Although the diabetes sector will remain, the prices of cardiovascular and metabolic drugs are going to be hammered by generics.

Although the diabetes sector will remain, the prices of cardiovascular and metabolic drugs are going to be hammered by generics.

A report by Datamonitor forecasts that the latter segment across the seven major markets (USA, Japan, France, Germany, Italy, Spain and the UK) will peak in 2011 and then begin to decline, with total sales falling from $105 billion in 2009 to $101 billion in 2019. However, volume of sales will continue to increase, driven by aging populations and higher rates of obesity.

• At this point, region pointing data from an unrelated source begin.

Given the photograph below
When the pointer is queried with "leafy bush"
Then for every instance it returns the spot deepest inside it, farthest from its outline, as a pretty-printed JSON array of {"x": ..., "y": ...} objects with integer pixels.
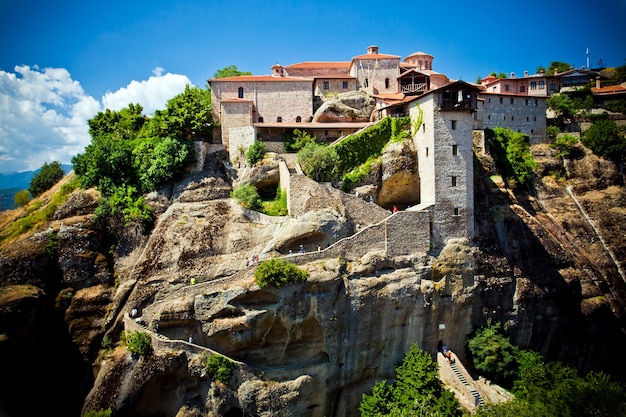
[
  {"x": 417, "y": 390},
  {"x": 247, "y": 196},
  {"x": 319, "y": 162},
  {"x": 219, "y": 368},
  {"x": 564, "y": 144},
  {"x": 276, "y": 207},
  {"x": 138, "y": 342},
  {"x": 606, "y": 139},
  {"x": 278, "y": 272},
  {"x": 255, "y": 152},
  {"x": 511, "y": 153},
  {"x": 48, "y": 175},
  {"x": 493, "y": 354},
  {"x": 544, "y": 388},
  {"x": 298, "y": 141},
  {"x": 358, "y": 174},
  {"x": 98, "y": 413}
]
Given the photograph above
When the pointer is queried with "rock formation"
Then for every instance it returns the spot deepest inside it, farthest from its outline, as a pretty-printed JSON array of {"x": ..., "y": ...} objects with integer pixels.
[{"x": 546, "y": 263}]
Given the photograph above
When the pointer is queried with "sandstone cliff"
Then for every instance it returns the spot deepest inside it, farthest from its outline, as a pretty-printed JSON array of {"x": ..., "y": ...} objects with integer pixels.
[{"x": 546, "y": 262}]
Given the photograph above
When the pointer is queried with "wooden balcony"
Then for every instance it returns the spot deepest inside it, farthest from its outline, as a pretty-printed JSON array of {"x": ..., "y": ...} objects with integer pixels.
[{"x": 414, "y": 88}]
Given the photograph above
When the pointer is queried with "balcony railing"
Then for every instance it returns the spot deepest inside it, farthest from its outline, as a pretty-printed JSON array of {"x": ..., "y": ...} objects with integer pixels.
[{"x": 413, "y": 88}]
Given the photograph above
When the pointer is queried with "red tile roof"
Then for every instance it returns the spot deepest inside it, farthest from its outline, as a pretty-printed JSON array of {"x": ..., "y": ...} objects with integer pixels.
[
  {"x": 245, "y": 78},
  {"x": 376, "y": 56},
  {"x": 609, "y": 89},
  {"x": 330, "y": 65}
]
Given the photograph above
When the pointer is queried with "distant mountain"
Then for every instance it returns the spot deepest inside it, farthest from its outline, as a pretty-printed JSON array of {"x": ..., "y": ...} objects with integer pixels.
[{"x": 14, "y": 182}]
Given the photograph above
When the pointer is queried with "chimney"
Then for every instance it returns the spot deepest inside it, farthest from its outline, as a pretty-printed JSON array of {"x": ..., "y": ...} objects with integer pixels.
[{"x": 278, "y": 70}]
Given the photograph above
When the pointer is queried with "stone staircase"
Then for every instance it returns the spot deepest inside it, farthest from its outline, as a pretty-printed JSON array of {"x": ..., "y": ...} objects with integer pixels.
[{"x": 478, "y": 400}]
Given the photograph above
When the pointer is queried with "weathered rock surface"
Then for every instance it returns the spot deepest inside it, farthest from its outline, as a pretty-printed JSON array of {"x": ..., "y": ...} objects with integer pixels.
[
  {"x": 538, "y": 264},
  {"x": 354, "y": 106}
]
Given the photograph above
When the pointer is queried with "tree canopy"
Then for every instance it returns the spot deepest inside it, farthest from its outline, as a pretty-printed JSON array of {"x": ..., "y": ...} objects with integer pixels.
[
  {"x": 230, "y": 71},
  {"x": 559, "y": 66},
  {"x": 417, "y": 390},
  {"x": 131, "y": 153}
]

Dyslipidaemia and hypertension sales “are set to become nearly entirely genericised”, the analysis claims, as Pfizer’s Lipitor (atorvastatin) will lose US exclusivity from 2011. In thrombosis, a range of new therapies will balance out generic erosion of Sanofi-Aventis/Bristol-Myers Squibb’s Plavix (clopidogrel) and the French firm’s Lovenox (enoxaparin), while in diabetes, a strong pipeline will ensure continued growth.

Christine Henry, a healthcare analyst at Datamonitor, says that the proportion of the market composed of branded therapies is forecast to fall and by 2019, generics and biosimilars will contribute 68% of volume sales across the seven major markets, and 28% of sales”. In the cardiovascular and metabolic disease segement, by 2019, “seven of the top 10 brands will be antidiabetics” and will contribute 35% of all sales in the seven major markets, and 50% in the US market.

Ms Henry concluded by saying that Novo Nordisk and Eli Lilly are forecast to be the only two growth companies of the top 10 cardiovascular and metabolic companies from 2009, while Merck & Co is forecast to be the leading company in the segment by 2019, driven by a diverse product portfolio and its antidiabetic Januvia (sitagliptin) franchise.